TAIPEI (Taiwan News) — The U.K. Prime Minister Rishi Sunak's government released a new version of its document reviewing defense and foreign policy on Monday (March 13) and included Taiwan for the first time, emphasizing the importance of the stability of the situation in the Taiwan Strait.
In 2021, the U.K. government under former Prime Minister Boris Johnson released the "Integrated Review of Security, Defence, Development and Foreign Policy," often referred to as Integrated Review (IR). At that time, the entire document failed to mention Taiwan or the Taiwan Strait, but this year, it mentioned Taiwan twice and the Taiwan Strait three times.

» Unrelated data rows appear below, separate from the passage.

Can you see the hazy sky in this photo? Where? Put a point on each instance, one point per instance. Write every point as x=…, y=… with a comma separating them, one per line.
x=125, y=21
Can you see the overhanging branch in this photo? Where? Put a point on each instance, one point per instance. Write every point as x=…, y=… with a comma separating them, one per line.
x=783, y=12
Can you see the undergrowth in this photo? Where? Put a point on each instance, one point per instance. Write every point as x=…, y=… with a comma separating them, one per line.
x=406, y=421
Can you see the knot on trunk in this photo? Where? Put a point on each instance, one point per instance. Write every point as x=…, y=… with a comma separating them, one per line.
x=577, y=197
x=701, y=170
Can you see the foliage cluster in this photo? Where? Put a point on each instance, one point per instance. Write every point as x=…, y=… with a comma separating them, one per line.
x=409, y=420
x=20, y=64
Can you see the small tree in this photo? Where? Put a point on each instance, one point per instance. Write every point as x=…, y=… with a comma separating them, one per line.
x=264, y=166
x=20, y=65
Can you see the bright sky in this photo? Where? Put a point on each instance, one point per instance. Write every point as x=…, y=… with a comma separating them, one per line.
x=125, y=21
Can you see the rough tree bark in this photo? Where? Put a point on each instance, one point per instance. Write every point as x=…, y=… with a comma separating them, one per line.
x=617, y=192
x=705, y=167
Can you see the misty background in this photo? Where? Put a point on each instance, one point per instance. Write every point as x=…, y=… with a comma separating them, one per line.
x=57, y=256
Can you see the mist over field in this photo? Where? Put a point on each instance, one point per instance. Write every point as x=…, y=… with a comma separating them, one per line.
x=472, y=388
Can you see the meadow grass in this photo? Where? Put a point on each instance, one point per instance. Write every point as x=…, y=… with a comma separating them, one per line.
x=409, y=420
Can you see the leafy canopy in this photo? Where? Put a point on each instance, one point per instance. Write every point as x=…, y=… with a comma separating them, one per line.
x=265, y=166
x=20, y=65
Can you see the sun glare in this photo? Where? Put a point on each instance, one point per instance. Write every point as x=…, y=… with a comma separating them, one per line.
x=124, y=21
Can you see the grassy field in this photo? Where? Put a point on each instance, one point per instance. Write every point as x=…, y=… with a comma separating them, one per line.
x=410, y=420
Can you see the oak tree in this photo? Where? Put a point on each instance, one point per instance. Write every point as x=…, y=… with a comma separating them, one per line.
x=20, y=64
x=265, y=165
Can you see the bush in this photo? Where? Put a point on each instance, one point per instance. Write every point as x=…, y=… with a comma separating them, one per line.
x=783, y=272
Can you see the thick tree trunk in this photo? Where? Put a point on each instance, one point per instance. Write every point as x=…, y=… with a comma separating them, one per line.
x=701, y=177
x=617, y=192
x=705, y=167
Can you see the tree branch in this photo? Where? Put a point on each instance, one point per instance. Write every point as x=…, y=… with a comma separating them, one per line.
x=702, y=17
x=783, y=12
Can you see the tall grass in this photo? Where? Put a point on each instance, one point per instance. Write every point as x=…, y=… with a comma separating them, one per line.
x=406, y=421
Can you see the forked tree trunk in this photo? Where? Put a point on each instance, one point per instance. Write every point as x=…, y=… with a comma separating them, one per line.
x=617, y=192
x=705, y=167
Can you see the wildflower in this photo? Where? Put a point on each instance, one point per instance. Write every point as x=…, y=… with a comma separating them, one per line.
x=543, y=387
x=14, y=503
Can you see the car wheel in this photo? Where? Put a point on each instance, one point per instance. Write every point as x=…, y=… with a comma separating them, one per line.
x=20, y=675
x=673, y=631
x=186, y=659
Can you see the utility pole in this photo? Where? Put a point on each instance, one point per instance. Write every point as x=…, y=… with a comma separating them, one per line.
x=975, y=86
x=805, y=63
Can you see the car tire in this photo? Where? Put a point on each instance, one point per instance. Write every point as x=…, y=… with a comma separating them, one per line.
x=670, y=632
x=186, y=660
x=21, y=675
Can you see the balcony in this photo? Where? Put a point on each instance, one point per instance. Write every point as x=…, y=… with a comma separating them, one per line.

In the Prime Minister's forward of 2023 edition of the IR (IR23), Sunak argued that Russia's "illegal invasion of Ukraine," the use of energy and food supplies as weapons, and rhetoric about nuclear weapons, coupled with China's rising aggressiveness in the South China Sea and the Taiwan Strait "are threatening to create a world defined by danger, disorder and division – and an international order more favourable to authoritarianism."
In the section covering U.K. policy on China, the paper points out that Beijing has rapidly militarized the South China Sea and has refused to renounce the use of force to annex Taiwan. It then reiterated that the U.K.'s long-standing position is that "the Taiwan issue should be settled peacefully by people on both sides of the Taiwan Strait through dialogue, and not through any unilateral attempts to change the status quo."
Under strategies on implementing an integrated approach to deterrence and defense, the document states that the U.K. should support stability in the Taiwan Strait, "where we oppose any unilateral change in the status quo, and in the East and South China Seas." It added that it backs all parties that collaborate on ensuring that "heightened tensions do not lead to escalation."